Витек озарился светлой улыбкой идиота, которому пообещали купить мороженое.
– Нет, не так! Ты не так должен улыбаться.
– А как?
– Как? – Я задумался. – Как…
В этой улыбке должны воссоединиться горечь бытия, мед воспоминаний, дерзость сердца и усталость души… Как? Я улыбнулся так, как мы улыбаемся, если на улице вдруг встречаем женщину, в которую когда-то были безумно влюблены, а теперь увидели ее расплывшейся, увядающей домохозяйкой с набитыми сумками в руках и гирляндой из рулонов туалетной бумаги через плечо.
– Понял?
– Вроде понял, – кивнул Витек.
После нескольких попыток у него получилось нечто подходящее. И тогда я приказал ему одеться.
– В это? – обиделся он. – Я не шаромыжник…
– Да, в это! Одевайся!
– Иди ты знаешь куда!
– Мы же с тобой договорились! Ты выполняешь все, что я тебе говорю!
– Надо мной же смеяться будут, – захныкал Витек.
– Это мы над ними смеяться будем, когда ты премию Бейкера получишь.
– Какую еще премию?
– Как-нибудь расскажу. Одевайся!
Он напялил на себя разложенную на полу одежду – и эффект превзошел самые смелые ожидания: передо мной стояла живая загадка русского национального характера и, тихо матерясь, разминала тесноватые сапожки.
– Разносятся, – успокоил я.
Обойдя Витька со всех сторон и поправив на лбу алую ленточку с надписью Wimbledon, я отошел на несколько шагов и еще раз осмотрел моего питомца, щурясь и складывая губы гузочкой, как это делают на вернисажах некоторые посетители, подчеркивая таким образом свою причастность к миру искусства.

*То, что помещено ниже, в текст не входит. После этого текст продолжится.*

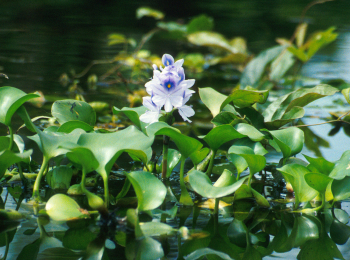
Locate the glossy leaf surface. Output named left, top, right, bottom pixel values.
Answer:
left=127, top=171, right=167, bottom=211
left=51, top=99, right=96, bottom=126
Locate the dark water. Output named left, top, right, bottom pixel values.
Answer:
left=0, top=0, right=350, bottom=259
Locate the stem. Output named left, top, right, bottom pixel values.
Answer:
left=17, top=163, right=28, bottom=189
left=102, top=174, right=109, bottom=208
left=162, top=135, right=170, bottom=179
left=214, top=198, right=220, bottom=235
left=206, top=151, right=216, bottom=176
left=8, top=126, right=13, bottom=151
left=33, top=156, right=49, bottom=202
left=0, top=232, right=10, bottom=260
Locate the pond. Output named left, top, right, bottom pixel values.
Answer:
left=0, top=0, right=350, bottom=260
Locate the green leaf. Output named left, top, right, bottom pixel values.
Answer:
left=136, top=7, right=164, bottom=20
left=190, top=147, right=210, bottom=165
left=0, top=150, right=33, bottom=178
left=198, top=88, right=227, bottom=117
left=187, top=32, right=237, bottom=53
left=140, top=222, right=176, bottom=236
left=341, top=88, right=350, bottom=104
left=57, top=120, right=94, bottom=134
left=269, top=50, right=295, bottom=81
left=162, top=149, right=181, bottom=178
left=46, top=165, right=73, bottom=190
left=186, top=248, right=232, bottom=260
left=329, top=151, right=350, bottom=180
left=51, top=99, right=96, bottom=126
left=125, top=237, right=164, bottom=260
left=277, top=164, right=318, bottom=205
left=147, top=122, right=203, bottom=158
left=113, top=106, right=147, bottom=131
left=329, top=218, right=350, bottom=245
left=240, top=46, right=286, bottom=88
left=305, top=27, right=338, bottom=59
left=0, top=87, right=40, bottom=126
left=187, top=14, right=214, bottom=33
left=108, top=33, right=127, bottom=46
left=263, top=84, right=338, bottom=128
left=28, top=129, right=85, bottom=159
left=303, top=154, right=335, bottom=176
left=77, top=126, right=154, bottom=181
left=126, top=171, right=167, bottom=211
left=331, top=176, right=350, bottom=201
left=304, top=172, right=333, bottom=193
left=269, top=127, right=304, bottom=158
left=220, top=89, right=269, bottom=111
left=157, top=22, right=187, bottom=33
left=188, top=170, right=248, bottom=199
left=62, top=227, right=97, bottom=250
left=45, top=194, right=89, bottom=221
left=203, top=125, right=246, bottom=152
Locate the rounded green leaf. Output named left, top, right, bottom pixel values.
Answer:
left=332, top=176, right=350, bottom=201
left=220, top=89, right=269, bottom=110
left=188, top=170, right=248, bottom=199
left=269, top=127, right=305, bottom=158
left=0, top=150, right=33, bottom=178
left=147, top=122, right=203, bottom=158
left=140, top=222, right=177, bottom=236
left=46, top=165, right=73, bottom=190
left=57, top=120, right=94, bottom=134
left=126, top=171, right=167, bottom=211
left=203, top=125, right=246, bottom=151
left=277, top=164, right=318, bottom=205
left=198, top=88, right=227, bottom=117
left=0, top=87, right=40, bottom=126
left=45, top=194, right=89, bottom=221
left=51, top=99, right=96, bottom=126
left=304, top=172, right=333, bottom=193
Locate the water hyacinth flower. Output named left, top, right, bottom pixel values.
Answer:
left=140, top=54, right=195, bottom=123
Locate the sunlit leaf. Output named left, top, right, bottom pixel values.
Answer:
left=140, top=222, right=176, bottom=236
left=62, top=227, right=97, bottom=250
left=332, top=176, right=350, bottom=201
left=263, top=84, right=338, bottom=128
left=0, top=150, right=33, bottom=178
left=45, top=194, right=89, bottom=221
left=0, top=87, right=40, bottom=126
left=136, top=7, right=164, bottom=20
left=269, top=127, right=304, bottom=158
left=51, top=99, right=96, bottom=126
left=57, top=120, right=94, bottom=134
left=304, top=172, right=333, bottom=193
left=198, top=88, right=227, bottom=117
left=220, top=89, right=269, bottom=110
left=269, top=50, right=295, bottom=81
left=46, top=165, right=73, bottom=190
left=304, top=154, right=335, bottom=176
left=113, top=106, right=147, bottom=131
left=277, top=164, right=318, bottom=205
left=185, top=248, right=232, bottom=260
left=147, top=122, right=203, bottom=158
left=127, top=171, right=167, bottom=211
left=329, top=151, right=350, bottom=180
left=188, top=170, right=248, bottom=198
left=329, top=218, right=350, bottom=245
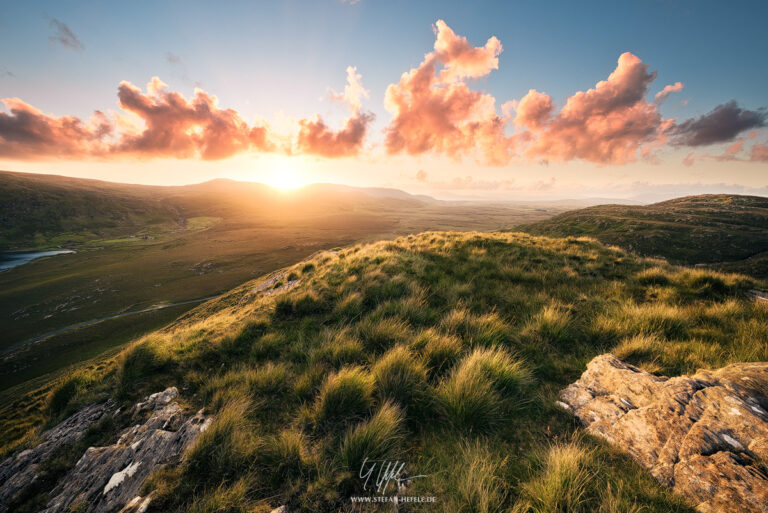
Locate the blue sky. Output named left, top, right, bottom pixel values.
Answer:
left=0, top=0, right=768, bottom=199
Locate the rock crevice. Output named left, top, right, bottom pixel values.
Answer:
left=559, top=354, right=768, bottom=513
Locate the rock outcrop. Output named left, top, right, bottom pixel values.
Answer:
left=0, top=387, right=212, bottom=513
left=0, top=401, right=114, bottom=513
left=43, top=387, right=211, bottom=513
left=559, top=354, right=768, bottom=513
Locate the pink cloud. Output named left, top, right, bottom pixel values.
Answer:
left=749, top=143, right=768, bottom=162
left=117, top=77, right=271, bottom=160
left=0, top=98, right=113, bottom=160
left=653, top=82, right=688, bottom=105
left=434, top=20, right=502, bottom=82
left=385, top=20, right=510, bottom=165
left=296, top=66, right=375, bottom=158
left=297, top=113, right=374, bottom=158
left=518, top=52, right=671, bottom=164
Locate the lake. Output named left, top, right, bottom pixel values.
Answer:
left=0, top=249, right=75, bottom=272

– Вращай кубик! Энергичнее! Ментально…
– Чего? – переспросил Витек.
– То, что надо, – объяснил я.
– Ты надо мной насмехаешься, что ли?
– Отнюдь…
– Насмехаешься, – помрачнел Витек. – Знаешь, я не хочу быть писателем. Я лучше назад… Бригадир – мужик отходчивый, возьмет. И Надюха тоже вроде не злопамятная…
– Не вари козленка в молоке матери его! – строго сказал я.
Еще вчера утром я бы с восторгом воспринял этот Витькин отказ. Но сегодня нет! Я уже вступил на тропу войны с идиотизмом жизни и смывать боевую раскраску не намерен. Я успокоюсь, только заполучив в руки кровоточащий скальп этой подлой людской несправедливости! Я успокоюсь только тогда, когда вся эта литературная сволочь будет лебезить и заискивать перед простодушным чальщиком, которого я снарядил в гении!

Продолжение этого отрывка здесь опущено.